I.e. lazy import x in my code will only affect my code, not the indirect imports inside x?

This sounds reasonable then.

lazy import x   # _not_ affecting indirect imports inside x

def f():
    x.y()

Or is there library code that would break when lazy imported as above (no indirect lazy import) that is not already broken today like this:

def f():
    import x
    x.y()

[barry] Barry Warsaw https://discuss.python.org/u/barry barry CPython
core developer
December 9

Glenn:

The library is either tiny or large. If tiny, there is little
difference between eager and lazy loads regarding performance.

Size isn’t the only factor determining import time. It’s also the amount
of work done at module global scope that contributes to import time
(sometimes that even overwhelms actual import time). Searching for the
module probably also contributes. It would be interesting to know what
factors contribute in what ratios for any particular import.

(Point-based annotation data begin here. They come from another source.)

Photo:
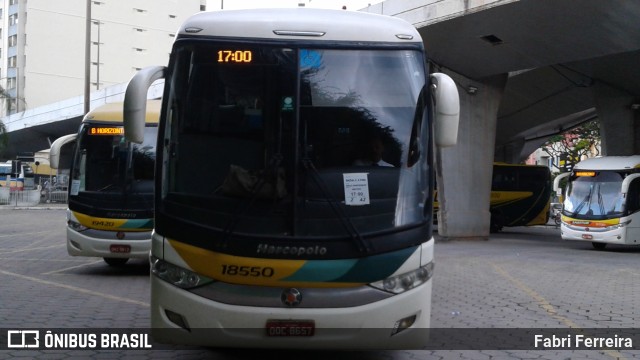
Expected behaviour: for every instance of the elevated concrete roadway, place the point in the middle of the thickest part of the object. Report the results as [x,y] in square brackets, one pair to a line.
[526,70]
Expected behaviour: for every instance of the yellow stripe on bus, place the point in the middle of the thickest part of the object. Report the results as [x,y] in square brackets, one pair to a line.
[246,270]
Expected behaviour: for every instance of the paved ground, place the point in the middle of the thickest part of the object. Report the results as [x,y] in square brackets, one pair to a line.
[520,280]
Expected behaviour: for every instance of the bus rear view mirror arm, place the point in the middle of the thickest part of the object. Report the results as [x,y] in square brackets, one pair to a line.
[135,103]
[446,109]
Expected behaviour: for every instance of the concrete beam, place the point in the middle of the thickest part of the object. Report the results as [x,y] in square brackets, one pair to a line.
[617,121]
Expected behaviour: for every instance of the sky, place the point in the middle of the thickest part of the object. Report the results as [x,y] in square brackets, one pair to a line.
[326,4]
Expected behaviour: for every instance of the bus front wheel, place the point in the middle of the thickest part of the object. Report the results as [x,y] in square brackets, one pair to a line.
[116,261]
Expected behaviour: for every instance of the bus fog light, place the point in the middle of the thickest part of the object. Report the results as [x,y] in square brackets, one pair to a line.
[176,275]
[403,324]
[177,319]
[407,281]
[76,226]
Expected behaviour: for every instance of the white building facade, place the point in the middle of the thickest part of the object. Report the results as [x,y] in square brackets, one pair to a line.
[42,45]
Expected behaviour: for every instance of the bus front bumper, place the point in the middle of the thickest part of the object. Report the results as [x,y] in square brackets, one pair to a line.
[211,323]
[615,235]
[105,244]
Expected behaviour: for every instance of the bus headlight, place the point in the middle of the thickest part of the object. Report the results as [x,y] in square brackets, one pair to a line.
[76,225]
[177,275]
[407,281]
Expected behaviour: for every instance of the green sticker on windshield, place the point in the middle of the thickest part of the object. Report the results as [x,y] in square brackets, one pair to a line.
[288,103]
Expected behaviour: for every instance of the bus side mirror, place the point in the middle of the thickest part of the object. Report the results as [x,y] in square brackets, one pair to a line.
[446,110]
[135,102]
[556,183]
[626,182]
[56,149]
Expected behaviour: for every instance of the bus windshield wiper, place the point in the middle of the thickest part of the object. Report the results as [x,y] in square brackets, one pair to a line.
[584,201]
[271,170]
[601,203]
[362,244]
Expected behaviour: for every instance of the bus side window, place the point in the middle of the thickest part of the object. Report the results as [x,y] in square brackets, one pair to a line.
[633,197]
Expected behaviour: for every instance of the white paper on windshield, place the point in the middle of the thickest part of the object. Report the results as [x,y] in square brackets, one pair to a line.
[75,187]
[356,189]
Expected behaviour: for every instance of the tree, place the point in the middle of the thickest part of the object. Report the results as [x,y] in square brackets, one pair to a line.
[574,144]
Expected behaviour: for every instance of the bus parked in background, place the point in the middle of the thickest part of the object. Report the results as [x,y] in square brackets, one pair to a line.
[110,212]
[280,239]
[16,175]
[520,195]
[602,202]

Very true. “Tiny” and “large” can apply to space or time, of course.
But as you point out, analyzing all the factors is relevant.

You wouldn’t have to: just call your init function in your top-level __init__.py file.

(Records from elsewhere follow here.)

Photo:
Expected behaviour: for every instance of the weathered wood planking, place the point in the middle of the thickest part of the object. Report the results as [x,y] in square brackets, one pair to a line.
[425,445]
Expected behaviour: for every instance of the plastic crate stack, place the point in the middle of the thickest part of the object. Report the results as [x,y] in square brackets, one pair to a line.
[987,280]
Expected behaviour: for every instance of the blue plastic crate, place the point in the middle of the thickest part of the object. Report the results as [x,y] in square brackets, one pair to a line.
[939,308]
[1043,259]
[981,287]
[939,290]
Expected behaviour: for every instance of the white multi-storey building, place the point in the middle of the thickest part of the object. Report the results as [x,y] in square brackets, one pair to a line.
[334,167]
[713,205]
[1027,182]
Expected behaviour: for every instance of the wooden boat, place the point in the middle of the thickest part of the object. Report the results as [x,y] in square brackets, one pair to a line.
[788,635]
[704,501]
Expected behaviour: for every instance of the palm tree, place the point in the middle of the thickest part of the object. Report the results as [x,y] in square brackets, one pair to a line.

I don’t think anything is still considered: the steering council rejected this proposal, and multiple people have said that this was the best proposal for lazy imports yet. I don’t think we will ever have a better proposal (one that satisfies all stakeholders).

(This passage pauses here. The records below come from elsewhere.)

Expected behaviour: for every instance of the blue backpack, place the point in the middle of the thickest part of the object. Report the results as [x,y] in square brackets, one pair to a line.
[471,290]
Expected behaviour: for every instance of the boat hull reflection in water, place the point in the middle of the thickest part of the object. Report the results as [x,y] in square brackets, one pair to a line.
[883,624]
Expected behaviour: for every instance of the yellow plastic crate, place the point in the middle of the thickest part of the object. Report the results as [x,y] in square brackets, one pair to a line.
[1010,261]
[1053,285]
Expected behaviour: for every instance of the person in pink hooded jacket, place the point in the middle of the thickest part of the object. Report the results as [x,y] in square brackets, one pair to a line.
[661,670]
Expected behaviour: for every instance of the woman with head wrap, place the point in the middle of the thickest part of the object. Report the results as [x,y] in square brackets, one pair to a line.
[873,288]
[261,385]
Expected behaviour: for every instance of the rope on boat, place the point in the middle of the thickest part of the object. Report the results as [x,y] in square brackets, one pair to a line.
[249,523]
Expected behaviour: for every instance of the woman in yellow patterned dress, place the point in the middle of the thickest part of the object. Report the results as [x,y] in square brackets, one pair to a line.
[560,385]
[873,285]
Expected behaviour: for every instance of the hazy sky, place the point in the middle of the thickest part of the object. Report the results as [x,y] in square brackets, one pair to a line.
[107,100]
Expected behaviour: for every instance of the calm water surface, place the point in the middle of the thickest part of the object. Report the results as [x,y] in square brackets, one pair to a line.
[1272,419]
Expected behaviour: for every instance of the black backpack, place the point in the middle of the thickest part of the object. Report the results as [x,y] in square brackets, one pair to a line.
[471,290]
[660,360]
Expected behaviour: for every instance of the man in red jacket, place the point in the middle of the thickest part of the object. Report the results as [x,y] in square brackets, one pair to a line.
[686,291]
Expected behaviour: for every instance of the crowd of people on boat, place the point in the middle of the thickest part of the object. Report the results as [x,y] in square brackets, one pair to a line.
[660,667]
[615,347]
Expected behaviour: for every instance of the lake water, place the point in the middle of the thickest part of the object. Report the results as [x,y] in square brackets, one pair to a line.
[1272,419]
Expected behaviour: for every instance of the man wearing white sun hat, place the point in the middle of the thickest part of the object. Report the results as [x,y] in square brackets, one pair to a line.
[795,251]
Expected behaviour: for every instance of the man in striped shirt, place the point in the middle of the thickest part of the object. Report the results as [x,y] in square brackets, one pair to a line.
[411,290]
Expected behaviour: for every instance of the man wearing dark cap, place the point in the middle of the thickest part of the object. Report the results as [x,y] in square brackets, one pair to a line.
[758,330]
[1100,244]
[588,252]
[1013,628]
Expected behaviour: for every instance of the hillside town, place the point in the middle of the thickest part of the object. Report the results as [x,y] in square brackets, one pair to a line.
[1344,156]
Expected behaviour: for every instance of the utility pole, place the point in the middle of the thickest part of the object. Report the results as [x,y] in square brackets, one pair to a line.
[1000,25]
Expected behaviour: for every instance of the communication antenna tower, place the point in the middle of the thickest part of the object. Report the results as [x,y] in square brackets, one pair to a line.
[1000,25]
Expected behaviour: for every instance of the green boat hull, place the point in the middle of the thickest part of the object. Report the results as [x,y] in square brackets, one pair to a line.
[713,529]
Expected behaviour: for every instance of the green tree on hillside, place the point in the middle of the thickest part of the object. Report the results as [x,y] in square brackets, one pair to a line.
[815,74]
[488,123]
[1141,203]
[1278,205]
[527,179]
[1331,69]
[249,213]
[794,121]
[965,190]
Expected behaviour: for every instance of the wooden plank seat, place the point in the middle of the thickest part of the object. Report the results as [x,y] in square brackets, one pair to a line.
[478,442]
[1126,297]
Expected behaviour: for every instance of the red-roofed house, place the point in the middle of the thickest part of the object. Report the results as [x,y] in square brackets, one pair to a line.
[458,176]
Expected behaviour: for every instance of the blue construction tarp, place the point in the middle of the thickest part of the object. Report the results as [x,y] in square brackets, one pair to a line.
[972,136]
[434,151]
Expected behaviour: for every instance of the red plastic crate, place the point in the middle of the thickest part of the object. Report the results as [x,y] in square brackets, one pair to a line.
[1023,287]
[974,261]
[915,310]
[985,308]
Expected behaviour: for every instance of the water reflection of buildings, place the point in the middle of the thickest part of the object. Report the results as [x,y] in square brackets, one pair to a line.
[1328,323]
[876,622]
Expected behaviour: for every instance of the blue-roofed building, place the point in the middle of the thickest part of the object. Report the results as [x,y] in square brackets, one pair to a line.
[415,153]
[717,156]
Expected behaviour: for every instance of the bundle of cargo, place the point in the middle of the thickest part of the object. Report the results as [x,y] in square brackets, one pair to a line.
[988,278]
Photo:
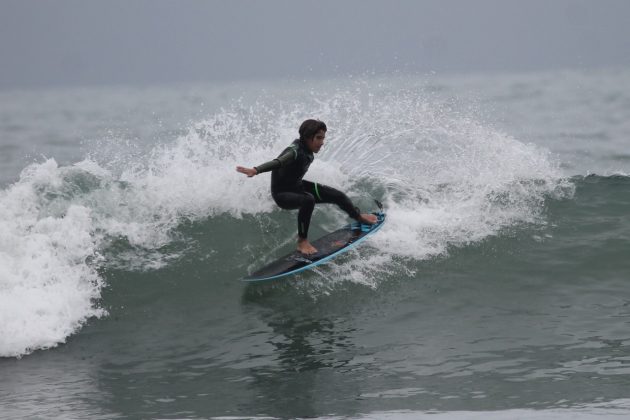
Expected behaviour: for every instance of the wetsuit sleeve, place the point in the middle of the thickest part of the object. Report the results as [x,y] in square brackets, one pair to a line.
[283,159]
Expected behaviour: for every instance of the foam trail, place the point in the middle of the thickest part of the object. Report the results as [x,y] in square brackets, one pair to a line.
[446,179]
[47,289]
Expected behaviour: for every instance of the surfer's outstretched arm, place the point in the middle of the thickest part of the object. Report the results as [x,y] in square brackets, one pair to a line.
[281,160]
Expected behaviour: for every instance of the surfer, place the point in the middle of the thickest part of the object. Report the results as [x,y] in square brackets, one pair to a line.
[291,192]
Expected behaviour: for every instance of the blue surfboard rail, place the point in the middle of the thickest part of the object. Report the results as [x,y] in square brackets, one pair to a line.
[367,229]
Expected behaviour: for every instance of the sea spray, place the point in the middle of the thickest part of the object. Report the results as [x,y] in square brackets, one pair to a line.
[446,180]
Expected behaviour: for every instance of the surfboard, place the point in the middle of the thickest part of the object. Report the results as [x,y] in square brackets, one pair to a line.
[328,247]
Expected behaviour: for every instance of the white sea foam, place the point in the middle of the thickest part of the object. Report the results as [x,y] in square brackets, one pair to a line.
[446,180]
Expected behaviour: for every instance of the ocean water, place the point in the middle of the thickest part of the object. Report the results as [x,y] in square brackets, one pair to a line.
[498,287]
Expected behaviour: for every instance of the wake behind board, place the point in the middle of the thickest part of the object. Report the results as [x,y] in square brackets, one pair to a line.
[328,247]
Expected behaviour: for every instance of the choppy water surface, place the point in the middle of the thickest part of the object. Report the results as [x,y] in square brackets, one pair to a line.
[497,288]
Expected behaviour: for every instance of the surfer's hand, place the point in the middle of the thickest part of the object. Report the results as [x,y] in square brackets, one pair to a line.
[250,172]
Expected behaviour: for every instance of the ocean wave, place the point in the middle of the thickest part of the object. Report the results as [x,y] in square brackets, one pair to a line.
[446,180]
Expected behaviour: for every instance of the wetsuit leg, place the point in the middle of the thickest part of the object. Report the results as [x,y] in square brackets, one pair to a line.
[294,200]
[325,194]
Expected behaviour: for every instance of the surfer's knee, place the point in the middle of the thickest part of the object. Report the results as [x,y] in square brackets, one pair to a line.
[308,200]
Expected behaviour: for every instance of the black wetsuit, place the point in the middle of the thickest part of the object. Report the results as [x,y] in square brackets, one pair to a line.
[290,191]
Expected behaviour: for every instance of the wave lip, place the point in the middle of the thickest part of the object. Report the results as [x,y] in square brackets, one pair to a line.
[47,290]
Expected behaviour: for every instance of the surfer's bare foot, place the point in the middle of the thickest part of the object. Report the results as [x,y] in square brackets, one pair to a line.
[369,219]
[305,247]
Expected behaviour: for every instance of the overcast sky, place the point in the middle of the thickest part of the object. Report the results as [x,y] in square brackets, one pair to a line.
[83,42]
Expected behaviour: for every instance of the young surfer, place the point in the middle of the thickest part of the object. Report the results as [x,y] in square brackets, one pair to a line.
[290,191]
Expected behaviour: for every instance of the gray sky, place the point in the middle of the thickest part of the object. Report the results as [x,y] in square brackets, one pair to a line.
[83,42]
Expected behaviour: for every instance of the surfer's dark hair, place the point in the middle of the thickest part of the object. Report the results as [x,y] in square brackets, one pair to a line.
[309,128]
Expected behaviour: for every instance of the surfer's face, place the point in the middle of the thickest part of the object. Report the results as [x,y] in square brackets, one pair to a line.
[317,141]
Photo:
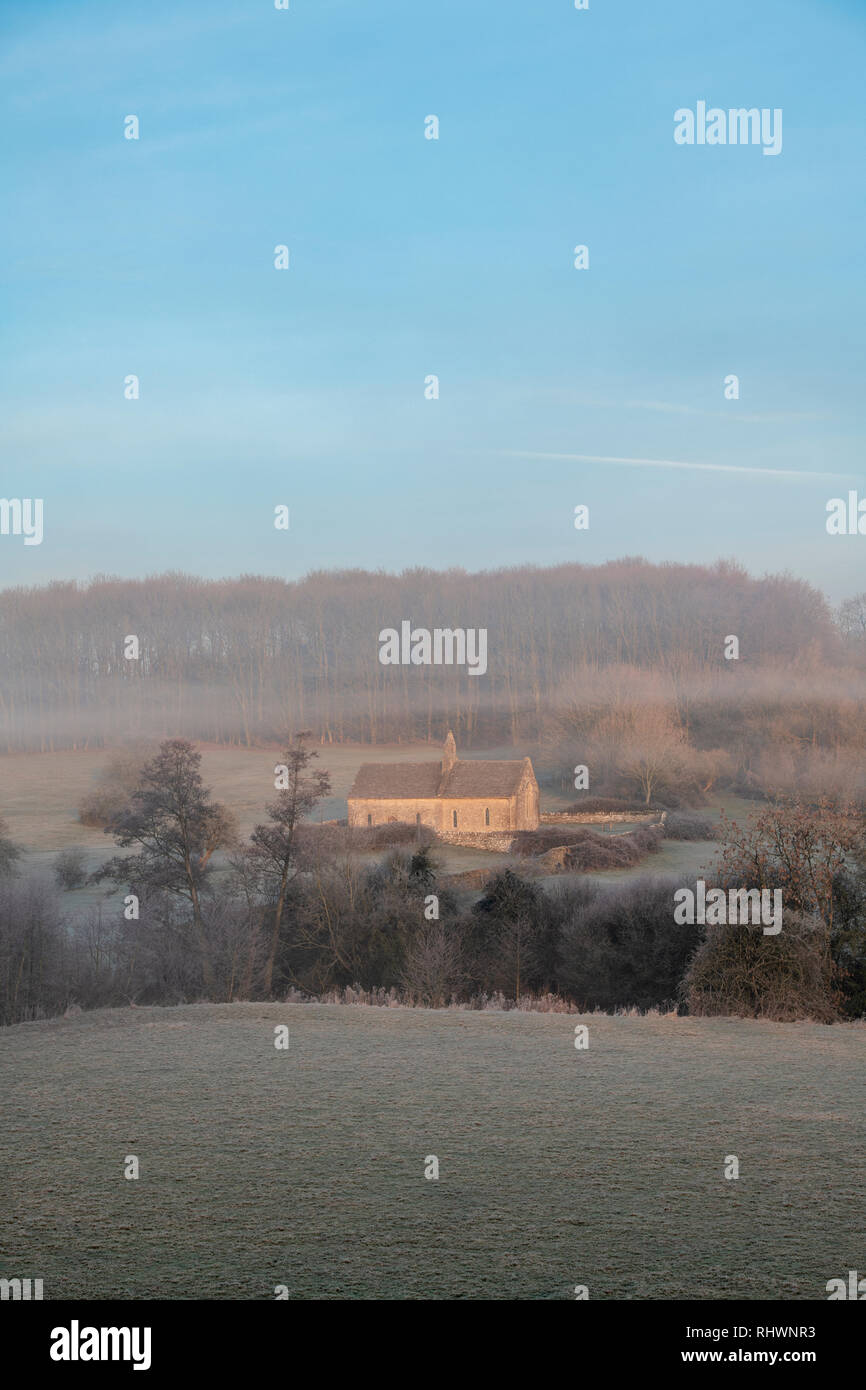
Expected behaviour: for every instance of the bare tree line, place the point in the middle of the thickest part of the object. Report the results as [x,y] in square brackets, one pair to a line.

If your code that does anything as a side-effect of import which influences code outside of itself then lazy imports would break you. I.e. if you do import A to influence module B, then the lazy import both modules may make B import before A does.

With the syntactic proposal that some have suggested, that’s correct. But there’s no real proposal at the moment as the PEP this discussion is happening on was rejected. No one has written up a new PEP to propose something different, so really who knows what it would do?